Specific Examples from the Literature

• General depletion: Most studies use 100–250 µg/mouse i.p. every 2–3 days for neutrophil depletion in standard models (e.g., tumor, inflammation).
• Acute models: A study depleted neutrophils in recipient mice with two doses of 100 µg 1A8 i.v. in 100 µL PBS.
• Long-term depletion: In a study targeting older mice, three weekly injections of 50–100 µg were tested, suggesting that lower or less frequent dosing may be sufficient in some contexts, but efficacy must be validated.
• Strain-specific differences: C57BL/6J mice, especially older ones, may require higher or more frequent doses, or alternative strategies (e.g., secondary antibody) to achieve significant depletion.
• Efficacy limitations: 1A8 may be less effective at depleting immature neutrophils, and complete depletion is not always achieved, particularly in certain tumor or infection models.

Recommendations for Protocol Optimization

• Validate depletion: Always confirm neutrophil depletion efficiency in your specific model using flow cytometry, especially when using a new strain, age group, or disease context.
• Consider isotype controls: Include appropriate isotype controls to rule out non-specific effects.
• Adjust for experimental needs: For acute studies, higher or more frequent dosing may be necessary; for chronic studies, consider the impact of repeated dosing on animal health and experimental outcomes.
• Consult manufacturer guidelines: Refer to product datasheets and peer-reviewed protocols for strain- and model-specific recommendations.
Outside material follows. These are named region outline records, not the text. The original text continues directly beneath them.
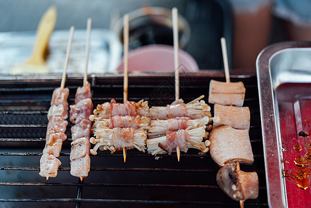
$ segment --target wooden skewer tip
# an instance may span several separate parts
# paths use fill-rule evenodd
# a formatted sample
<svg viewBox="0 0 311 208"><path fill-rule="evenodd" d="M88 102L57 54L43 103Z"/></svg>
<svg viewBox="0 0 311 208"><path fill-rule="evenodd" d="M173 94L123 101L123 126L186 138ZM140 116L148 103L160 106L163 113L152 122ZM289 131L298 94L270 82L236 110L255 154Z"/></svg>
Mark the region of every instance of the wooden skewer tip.
<svg viewBox="0 0 311 208"><path fill-rule="evenodd" d="M244 200L240 200L240 207L244 208Z"/></svg>
<svg viewBox="0 0 311 208"><path fill-rule="evenodd" d="M60 84L60 87L64 88L65 85L65 81L66 81L66 74L68 67L68 64L69 62L69 56L70 56L70 50L71 49L71 44L72 44L72 39L73 37L73 32L75 31L75 27L71 26L70 28L70 32L69 32L69 39L68 40L67 44L67 49L66 52L66 59L65 59L65 64L64 66L64 70L62 72L62 83Z"/></svg>
<svg viewBox="0 0 311 208"><path fill-rule="evenodd" d="M228 54L226 51L226 39L224 37L220 38L220 43L222 46L222 59L224 61L224 75L226 76L226 82L230 83L230 73L228 62Z"/></svg>
<svg viewBox="0 0 311 208"><path fill-rule="evenodd" d="M176 152L177 153L177 160L178 160L178 162L179 162L179 160L180 160L180 147L178 145L176 148Z"/></svg>
<svg viewBox="0 0 311 208"><path fill-rule="evenodd" d="M126 162L126 148L123 147L123 161L124 163Z"/></svg>

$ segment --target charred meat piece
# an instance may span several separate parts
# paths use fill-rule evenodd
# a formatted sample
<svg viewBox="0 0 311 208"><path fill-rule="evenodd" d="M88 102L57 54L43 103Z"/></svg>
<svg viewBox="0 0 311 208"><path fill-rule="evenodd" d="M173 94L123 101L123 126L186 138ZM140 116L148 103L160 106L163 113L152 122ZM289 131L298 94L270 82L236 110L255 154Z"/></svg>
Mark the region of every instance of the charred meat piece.
<svg viewBox="0 0 311 208"><path fill-rule="evenodd" d="M258 176L256 172L244 172L236 163L227 163L217 173L217 184L231 198L239 201L258 196Z"/></svg>

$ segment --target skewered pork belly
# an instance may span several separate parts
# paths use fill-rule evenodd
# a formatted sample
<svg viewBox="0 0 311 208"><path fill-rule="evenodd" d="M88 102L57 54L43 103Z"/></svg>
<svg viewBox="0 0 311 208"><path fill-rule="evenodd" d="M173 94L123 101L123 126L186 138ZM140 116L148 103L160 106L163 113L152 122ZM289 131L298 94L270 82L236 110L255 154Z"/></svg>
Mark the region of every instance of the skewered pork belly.
<svg viewBox="0 0 311 208"><path fill-rule="evenodd" d="M249 130L251 114L248 107L225 106L215 104L214 116L217 116L220 119L218 122L213 123L213 128L221 125L227 125L236 129Z"/></svg>
<svg viewBox="0 0 311 208"><path fill-rule="evenodd" d="M51 106L53 105L59 105L67 103L68 96L69 95L69 89L68 88L57 87L53 92L52 100L51 101Z"/></svg>
<svg viewBox="0 0 311 208"><path fill-rule="evenodd" d="M62 164L60 161L53 155L44 153L40 158L40 172L42 177L55 177L57 175L58 167Z"/></svg>
<svg viewBox="0 0 311 208"><path fill-rule="evenodd" d="M245 87L242 82L222 83L211 80L208 103L223 105L243 106Z"/></svg>
<svg viewBox="0 0 311 208"><path fill-rule="evenodd" d="M71 139L75 141L77 139L87 137L89 139L91 130L91 122L89 120L82 119L79 123L71 127Z"/></svg>
<svg viewBox="0 0 311 208"><path fill-rule="evenodd" d="M62 142L67 139L64 134L68 124L64 121L68 117L67 98L68 88L56 88L53 93L51 106L48 110L48 124L46 135L46 146L40 159L40 172L39 174L46 177L57 175L57 169L62 164L56 157L60 156Z"/></svg>
<svg viewBox="0 0 311 208"><path fill-rule="evenodd" d="M208 148L202 141L205 137L205 126L190 129L180 129L167 134L166 136L149 139L147 140L148 153L152 155L158 154L171 154L176 152L178 146L180 150L186 153L188 148L196 148L206 153ZM208 141L208 140L207 140ZM209 145L209 141L207 146Z"/></svg>
<svg viewBox="0 0 311 208"><path fill-rule="evenodd" d="M92 113L93 103L91 86L87 81L83 87L78 88L75 102L75 105L70 106L70 121L75 123L71 127L73 141L70 152L70 173L82 180L88 175L91 163L89 137L91 122L88 119Z"/></svg>
<svg viewBox="0 0 311 208"><path fill-rule="evenodd" d="M93 103L91 98L85 98L70 105L70 121L78 123L83 119L88 119L93 111Z"/></svg>
<svg viewBox="0 0 311 208"><path fill-rule="evenodd" d="M237 130L229 125L220 125L211 132L210 153L220 166L229 162L252 164L253 152L248 130Z"/></svg>
<svg viewBox="0 0 311 208"><path fill-rule="evenodd" d="M64 133L54 133L46 137L46 144L43 149L43 153L53 155L56 157L60 156L62 142L67 139L67 135Z"/></svg>
<svg viewBox="0 0 311 208"><path fill-rule="evenodd" d="M91 85L87 82L84 86L78 87L75 92L75 103L78 103L86 98L91 98Z"/></svg>
<svg viewBox="0 0 311 208"><path fill-rule="evenodd" d="M229 162L217 173L217 183L231 198L239 201L258 196L258 176L256 172L244 172L237 163Z"/></svg>
<svg viewBox="0 0 311 208"><path fill-rule="evenodd" d="M166 107L152 107L150 117L153 119L165 120L175 117L189 117L191 119L211 117L211 107L204 101L195 99L188 103L184 103L182 99L175 101Z"/></svg>

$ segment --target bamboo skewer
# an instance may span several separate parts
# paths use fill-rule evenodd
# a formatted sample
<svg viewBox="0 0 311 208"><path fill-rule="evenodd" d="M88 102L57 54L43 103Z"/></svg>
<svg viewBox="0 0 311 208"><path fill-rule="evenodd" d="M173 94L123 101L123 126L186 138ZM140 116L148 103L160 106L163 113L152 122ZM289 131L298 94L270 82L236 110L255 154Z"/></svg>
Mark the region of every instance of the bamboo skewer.
<svg viewBox="0 0 311 208"><path fill-rule="evenodd" d="M83 78L83 86L85 86L87 83L87 68L89 66L89 40L91 37L91 24L92 24L91 18L87 19L87 46L85 47L85 76Z"/></svg>
<svg viewBox="0 0 311 208"><path fill-rule="evenodd" d="M179 71L178 69L178 10L176 8L172 9L172 33L174 40L174 71L175 71L175 101L179 98ZM179 146L176 148L177 154L177 160L180 159L180 147Z"/></svg>
<svg viewBox="0 0 311 208"><path fill-rule="evenodd" d="M226 52L226 39L224 37L222 37L220 39L220 42L222 44L222 59L224 60L224 76L226 76L226 83L230 83L230 73L228 63L228 54Z"/></svg>
<svg viewBox="0 0 311 208"><path fill-rule="evenodd" d="M128 51L129 51L129 15L124 15L123 27L123 58L124 58L124 76L123 76L123 102L127 100L128 89ZM123 159L126 161L126 148L123 147Z"/></svg>
<svg viewBox="0 0 311 208"><path fill-rule="evenodd" d="M62 89L63 89L65 87L66 74L66 71L67 71L68 64L69 63L70 50L71 49L72 39L73 37L74 31L75 31L75 27L71 26L70 28L69 40L68 40L65 64L64 66L64 71L62 71L62 83L60 84L60 87Z"/></svg>

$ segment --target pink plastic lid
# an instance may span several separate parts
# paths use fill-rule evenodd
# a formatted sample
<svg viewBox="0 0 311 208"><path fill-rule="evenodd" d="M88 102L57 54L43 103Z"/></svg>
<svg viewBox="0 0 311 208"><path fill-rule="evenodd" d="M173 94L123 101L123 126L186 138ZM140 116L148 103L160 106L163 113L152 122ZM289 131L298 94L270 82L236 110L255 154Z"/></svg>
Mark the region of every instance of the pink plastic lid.
<svg viewBox="0 0 311 208"><path fill-rule="evenodd" d="M179 50L180 72L199 71L193 58L182 49ZM148 45L129 51L128 71L172 72L174 71L174 48L169 45ZM123 71L123 60L117 71Z"/></svg>

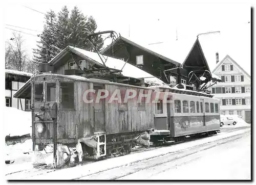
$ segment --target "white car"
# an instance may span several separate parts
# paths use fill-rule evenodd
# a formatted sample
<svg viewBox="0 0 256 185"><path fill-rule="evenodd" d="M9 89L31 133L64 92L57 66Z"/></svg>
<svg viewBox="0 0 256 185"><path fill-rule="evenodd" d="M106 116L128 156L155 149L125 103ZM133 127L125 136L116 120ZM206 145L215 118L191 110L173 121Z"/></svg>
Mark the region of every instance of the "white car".
<svg viewBox="0 0 256 185"><path fill-rule="evenodd" d="M239 120L239 117L237 115L221 115L221 126L224 125L236 125Z"/></svg>

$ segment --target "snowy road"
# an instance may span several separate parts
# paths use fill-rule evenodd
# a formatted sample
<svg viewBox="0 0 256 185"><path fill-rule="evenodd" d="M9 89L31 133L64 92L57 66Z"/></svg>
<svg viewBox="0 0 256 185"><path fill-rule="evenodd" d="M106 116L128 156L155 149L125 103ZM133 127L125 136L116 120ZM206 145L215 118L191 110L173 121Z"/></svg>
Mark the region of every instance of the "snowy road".
<svg viewBox="0 0 256 185"><path fill-rule="evenodd" d="M221 133L217 136L172 146L138 149L129 155L73 168L27 169L6 174L6 177L63 180L249 179L250 125L227 125L222 127Z"/></svg>

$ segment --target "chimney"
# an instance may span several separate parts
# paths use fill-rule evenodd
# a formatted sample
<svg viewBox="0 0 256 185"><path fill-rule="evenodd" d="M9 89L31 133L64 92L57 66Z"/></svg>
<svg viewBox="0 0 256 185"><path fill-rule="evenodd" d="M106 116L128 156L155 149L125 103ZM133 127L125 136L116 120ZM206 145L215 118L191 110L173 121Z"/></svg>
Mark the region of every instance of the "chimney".
<svg viewBox="0 0 256 185"><path fill-rule="evenodd" d="M216 52L216 64L219 62L219 52Z"/></svg>

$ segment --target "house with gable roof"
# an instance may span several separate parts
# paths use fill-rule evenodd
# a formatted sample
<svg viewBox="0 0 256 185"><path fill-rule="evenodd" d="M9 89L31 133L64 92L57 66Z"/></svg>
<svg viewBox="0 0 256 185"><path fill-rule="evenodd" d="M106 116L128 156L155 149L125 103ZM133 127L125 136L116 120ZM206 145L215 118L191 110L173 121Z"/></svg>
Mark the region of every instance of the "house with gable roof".
<svg viewBox="0 0 256 185"><path fill-rule="evenodd" d="M228 55L217 65L212 73L222 82L214 85L211 92L221 100L222 115L238 115L251 122L251 76Z"/></svg>

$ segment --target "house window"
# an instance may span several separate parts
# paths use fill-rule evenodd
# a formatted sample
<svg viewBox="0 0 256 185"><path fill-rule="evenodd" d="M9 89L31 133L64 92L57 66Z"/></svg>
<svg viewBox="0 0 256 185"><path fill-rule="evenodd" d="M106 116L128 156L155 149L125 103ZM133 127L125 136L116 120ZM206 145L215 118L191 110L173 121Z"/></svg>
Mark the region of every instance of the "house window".
<svg viewBox="0 0 256 185"><path fill-rule="evenodd" d="M157 104L157 113L163 114L163 100L159 100Z"/></svg>
<svg viewBox="0 0 256 185"><path fill-rule="evenodd" d="M60 82L60 109L74 110L75 109L74 83Z"/></svg>
<svg viewBox="0 0 256 185"><path fill-rule="evenodd" d="M185 80L181 79L180 82L181 82L181 84L186 84L186 81Z"/></svg>
<svg viewBox="0 0 256 185"><path fill-rule="evenodd" d="M229 71L230 70L230 65L225 65L225 70L226 71Z"/></svg>
<svg viewBox="0 0 256 185"><path fill-rule="evenodd" d="M56 101L56 83L46 84L46 101Z"/></svg>
<svg viewBox="0 0 256 185"><path fill-rule="evenodd" d="M200 102L200 111L201 113L203 113L203 102Z"/></svg>
<svg viewBox="0 0 256 185"><path fill-rule="evenodd" d="M183 113L188 113L188 102L186 100L182 101L183 106Z"/></svg>
<svg viewBox="0 0 256 185"><path fill-rule="evenodd" d="M234 76L234 82L241 82L241 76L240 75L235 75Z"/></svg>
<svg viewBox="0 0 256 185"><path fill-rule="evenodd" d="M242 99L236 99L236 104L242 104Z"/></svg>
<svg viewBox="0 0 256 185"><path fill-rule="evenodd" d="M241 93L242 92L241 87L236 87L236 93Z"/></svg>
<svg viewBox="0 0 256 185"><path fill-rule="evenodd" d="M231 87L226 88L226 93L231 93Z"/></svg>
<svg viewBox="0 0 256 185"><path fill-rule="evenodd" d="M206 113L209 113L210 110L209 108L209 103L205 102L205 112Z"/></svg>
<svg viewBox="0 0 256 185"><path fill-rule="evenodd" d="M26 99L25 100L25 110L31 110L31 100Z"/></svg>
<svg viewBox="0 0 256 185"><path fill-rule="evenodd" d="M80 61L78 62L79 64L79 69L81 69L81 70L82 70L83 71L83 68L86 68L86 61L85 60L80 60Z"/></svg>
<svg viewBox="0 0 256 185"><path fill-rule="evenodd" d="M174 106L175 109L175 113L181 113L181 105L180 104L180 100L174 100Z"/></svg>
<svg viewBox="0 0 256 185"><path fill-rule="evenodd" d="M199 112L199 101L197 101L197 113Z"/></svg>
<svg viewBox="0 0 256 185"><path fill-rule="evenodd" d="M5 98L5 105L6 107L11 107L11 99L9 98Z"/></svg>
<svg viewBox="0 0 256 185"><path fill-rule="evenodd" d="M195 104L195 101L190 102L190 113L194 113L196 112L196 105Z"/></svg>
<svg viewBox="0 0 256 185"><path fill-rule="evenodd" d="M251 101L250 98L245 98L245 104L250 104Z"/></svg>
<svg viewBox="0 0 256 185"><path fill-rule="evenodd" d="M225 76L225 82L230 82L231 76Z"/></svg>
<svg viewBox="0 0 256 185"><path fill-rule="evenodd" d="M77 69L77 65L74 61L69 62L69 69Z"/></svg>
<svg viewBox="0 0 256 185"><path fill-rule="evenodd" d="M245 87L245 93L251 93L251 87Z"/></svg>
<svg viewBox="0 0 256 185"><path fill-rule="evenodd" d="M143 65L143 56L140 55L139 56L136 56L136 63L137 65Z"/></svg>
<svg viewBox="0 0 256 185"><path fill-rule="evenodd" d="M218 113L219 112L219 104L215 103L215 113Z"/></svg>
<svg viewBox="0 0 256 185"><path fill-rule="evenodd" d="M44 97L44 85L42 83L34 85L34 100L35 102L42 101Z"/></svg>
<svg viewBox="0 0 256 185"><path fill-rule="evenodd" d="M232 105L232 99L226 99L226 105Z"/></svg>
<svg viewBox="0 0 256 185"><path fill-rule="evenodd" d="M242 116L242 111L237 111L237 114L238 116Z"/></svg>
<svg viewBox="0 0 256 185"><path fill-rule="evenodd" d="M170 84L173 85L174 86L176 85L176 76L170 76Z"/></svg>
<svg viewBox="0 0 256 185"><path fill-rule="evenodd" d="M210 112L214 113L214 103L210 103Z"/></svg>

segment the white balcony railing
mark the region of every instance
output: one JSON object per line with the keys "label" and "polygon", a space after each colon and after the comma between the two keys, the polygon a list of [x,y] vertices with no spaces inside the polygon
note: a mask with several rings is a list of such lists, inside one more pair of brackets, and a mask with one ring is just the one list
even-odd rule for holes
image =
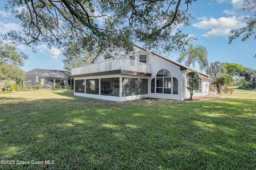
{"label": "white balcony railing", "polygon": [[127,59],[118,58],[72,68],[72,75],[124,70],[150,73],[150,65]]}

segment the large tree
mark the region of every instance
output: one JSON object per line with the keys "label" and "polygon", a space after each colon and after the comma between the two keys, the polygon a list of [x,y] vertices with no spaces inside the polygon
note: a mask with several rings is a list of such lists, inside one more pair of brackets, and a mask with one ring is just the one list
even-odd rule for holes
{"label": "large tree", "polygon": [[[242,37],[242,41],[244,41],[251,35],[254,35],[254,39],[256,40],[256,0],[245,0],[244,1],[243,8],[245,11],[248,11],[252,14],[252,16],[246,15],[245,19],[247,21],[246,26],[240,29],[232,29],[230,31],[232,35],[229,37],[228,43],[231,44],[233,40]],[[256,57],[256,55],[254,56]]]}
{"label": "large tree", "polygon": [[71,72],[72,68],[91,64],[97,55],[95,51],[88,51],[74,42],[70,43],[63,50],[63,53],[65,57],[62,61],[64,69],[69,72]]}
{"label": "large tree", "polygon": [[28,58],[19,49],[0,41],[0,80],[23,80],[21,67]]}
{"label": "large tree", "polygon": [[177,61],[181,63],[186,60],[185,64],[189,67],[190,64],[195,66],[196,62],[197,62],[200,69],[203,70],[208,66],[207,54],[207,50],[202,45],[195,46],[190,44],[186,51],[180,55]]}
{"label": "large tree", "polygon": [[196,0],[8,0],[6,8],[23,29],[5,38],[32,47],[43,41],[65,48],[75,41],[90,50],[128,53],[136,41],[156,51],[182,51],[189,39],[181,30]]}
{"label": "large tree", "polygon": [[227,63],[225,64],[227,73],[232,76],[242,76],[242,74],[244,71],[246,69],[246,68],[241,64],[236,63]]}
{"label": "large tree", "polygon": [[226,70],[225,63],[217,61],[210,63],[209,67],[206,70],[206,73],[210,76],[213,76],[216,80],[217,76],[225,73]]}

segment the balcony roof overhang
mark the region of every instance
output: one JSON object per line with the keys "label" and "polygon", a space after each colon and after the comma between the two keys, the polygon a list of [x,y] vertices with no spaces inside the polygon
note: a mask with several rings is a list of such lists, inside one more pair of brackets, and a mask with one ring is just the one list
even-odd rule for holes
{"label": "balcony roof overhang", "polygon": [[104,72],[97,72],[92,73],[74,75],[71,76],[71,78],[75,78],[76,77],[90,77],[92,76],[98,76],[106,75],[118,74],[133,75],[141,76],[151,76],[151,73],[129,71],[124,70],[116,70],[111,71],[105,71]]}

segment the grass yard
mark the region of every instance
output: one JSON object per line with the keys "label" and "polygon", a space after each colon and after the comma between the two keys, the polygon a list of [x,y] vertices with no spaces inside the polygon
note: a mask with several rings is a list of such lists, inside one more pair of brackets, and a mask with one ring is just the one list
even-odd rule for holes
{"label": "grass yard", "polygon": [[118,103],[39,90],[0,98],[0,156],[9,164],[0,169],[256,169],[255,94]]}
{"label": "grass yard", "polygon": [[232,88],[234,90],[235,92],[256,92],[256,89],[252,89],[252,90],[243,90],[243,89],[240,89],[238,88],[238,87],[236,86],[228,86],[228,88]]}

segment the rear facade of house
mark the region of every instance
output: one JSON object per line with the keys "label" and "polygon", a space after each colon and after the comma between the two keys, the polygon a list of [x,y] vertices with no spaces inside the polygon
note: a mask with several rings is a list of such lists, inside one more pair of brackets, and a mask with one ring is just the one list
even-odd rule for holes
{"label": "rear facade of house", "polygon": [[[146,98],[182,100],[189,97],[187,73],[195,71],[134,45],[127,57],[99,55],[89,65],[73,68],[74,95],[117,102]],[[208,95],[212,79],[197,72],[200,89],[194,96]]]}

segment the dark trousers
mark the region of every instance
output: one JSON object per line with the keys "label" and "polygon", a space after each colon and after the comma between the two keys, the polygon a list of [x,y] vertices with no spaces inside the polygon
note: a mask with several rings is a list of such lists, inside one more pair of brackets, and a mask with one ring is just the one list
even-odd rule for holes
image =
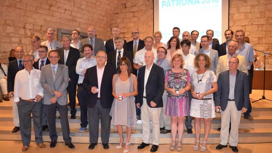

Table: Typical 1A8 Dosing Regimens in Mouse Models

Conclusion

While the standard 1A8 dosing regimen is 100–250 µg per mouse i.p. three times per week, significant variability exists based on mouse strain, age, experimental model, and desired depth of depletion. Researchers must tailor the regimen to their specific context and rigorously validate depletion efficiency, especially when working with non-standard strains, older mice, or complex disease models. Always consult recent literature and product guidelines to optimize the protocol for your study.